Wearing red and gold ties, the seniors at Urban Prep Charter Academy for Young Men are ready to start the next phase of their lives- college. It's the fourth year in a row the entire senior class has received acceptance letters from universities and colleges.
"I'm planning on attending Morehouse College," Malik Battle, senior, said.
Many of the students come from low-income homes on the city's South Side.
"Our students come from tough family situations and tough neighborhoods and they have made decisions to come to urban prep and to do the right thing from day one all the way through to their senior year," Tim King, founder of Urban Prep academies, said.
Some students say they didn't think they'd ever have this moment.
"I grew up on the South Side of Chicago, at 21st and Prairie, and having a black male teacher in front of me, actually teaching me and knowing the value of education helps me throughout my college years," Fazson Chapman, senior, said.

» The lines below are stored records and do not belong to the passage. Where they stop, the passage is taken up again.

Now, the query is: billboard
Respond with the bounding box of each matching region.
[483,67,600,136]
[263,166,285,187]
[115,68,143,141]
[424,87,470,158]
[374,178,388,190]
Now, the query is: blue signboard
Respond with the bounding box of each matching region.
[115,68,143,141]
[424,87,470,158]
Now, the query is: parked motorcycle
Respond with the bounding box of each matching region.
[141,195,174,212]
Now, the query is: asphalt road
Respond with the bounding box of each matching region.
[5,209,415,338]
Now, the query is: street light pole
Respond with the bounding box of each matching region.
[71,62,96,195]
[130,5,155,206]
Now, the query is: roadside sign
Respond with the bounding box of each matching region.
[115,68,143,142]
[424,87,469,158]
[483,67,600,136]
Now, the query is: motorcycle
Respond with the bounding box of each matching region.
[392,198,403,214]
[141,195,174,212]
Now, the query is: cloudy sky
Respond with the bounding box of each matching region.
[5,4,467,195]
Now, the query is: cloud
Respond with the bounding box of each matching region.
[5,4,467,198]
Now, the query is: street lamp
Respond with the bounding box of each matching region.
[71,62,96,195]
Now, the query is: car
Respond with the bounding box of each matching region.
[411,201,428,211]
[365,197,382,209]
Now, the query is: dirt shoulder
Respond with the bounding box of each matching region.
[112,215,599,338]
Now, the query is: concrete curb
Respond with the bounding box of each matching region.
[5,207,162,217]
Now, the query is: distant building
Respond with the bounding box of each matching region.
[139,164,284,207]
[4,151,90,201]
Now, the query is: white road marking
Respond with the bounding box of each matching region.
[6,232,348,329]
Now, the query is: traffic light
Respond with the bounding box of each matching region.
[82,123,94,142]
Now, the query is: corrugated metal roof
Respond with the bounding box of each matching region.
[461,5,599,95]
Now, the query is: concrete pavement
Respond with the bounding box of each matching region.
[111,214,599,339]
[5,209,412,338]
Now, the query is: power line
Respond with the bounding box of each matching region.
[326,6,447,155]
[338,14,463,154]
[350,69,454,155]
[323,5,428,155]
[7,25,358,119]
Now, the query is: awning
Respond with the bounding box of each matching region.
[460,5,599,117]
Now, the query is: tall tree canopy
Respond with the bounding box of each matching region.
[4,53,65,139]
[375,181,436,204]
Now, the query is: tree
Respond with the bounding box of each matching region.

On Thursday, the seniors were honored by their peers, their parents and even their mayor for getting those gold and red ties, a symbol that the students have all been accepted into college.
"I want everybody in this city, I want everybody in this country, I want everybody around the world to look right up here," Chicago Mayor Rahm Emanuel said.
The students have big future plans, and for Chapman, it includes helping out in their neighborhoods.
"Future goal is to come back to Englewood and provide a boys and girls club for the young men and women in Englewood," he said.
During the ceremony, Urban Prep announced a $150,000 donation from Citi Foundation to support the school's alumni affairs program that helps the 300 former students enrolled in college.
Urban Prep Academies was founded in 2002 by Tim King and a group of African-American leaders who wanted to improve the educational opportunities available to urban boys. In 2005, the nonprofit organization was approved to open Urban Prep Charter Academy for Young Men - Englewood Campus. Urban Prep now operates three schools in Chicago.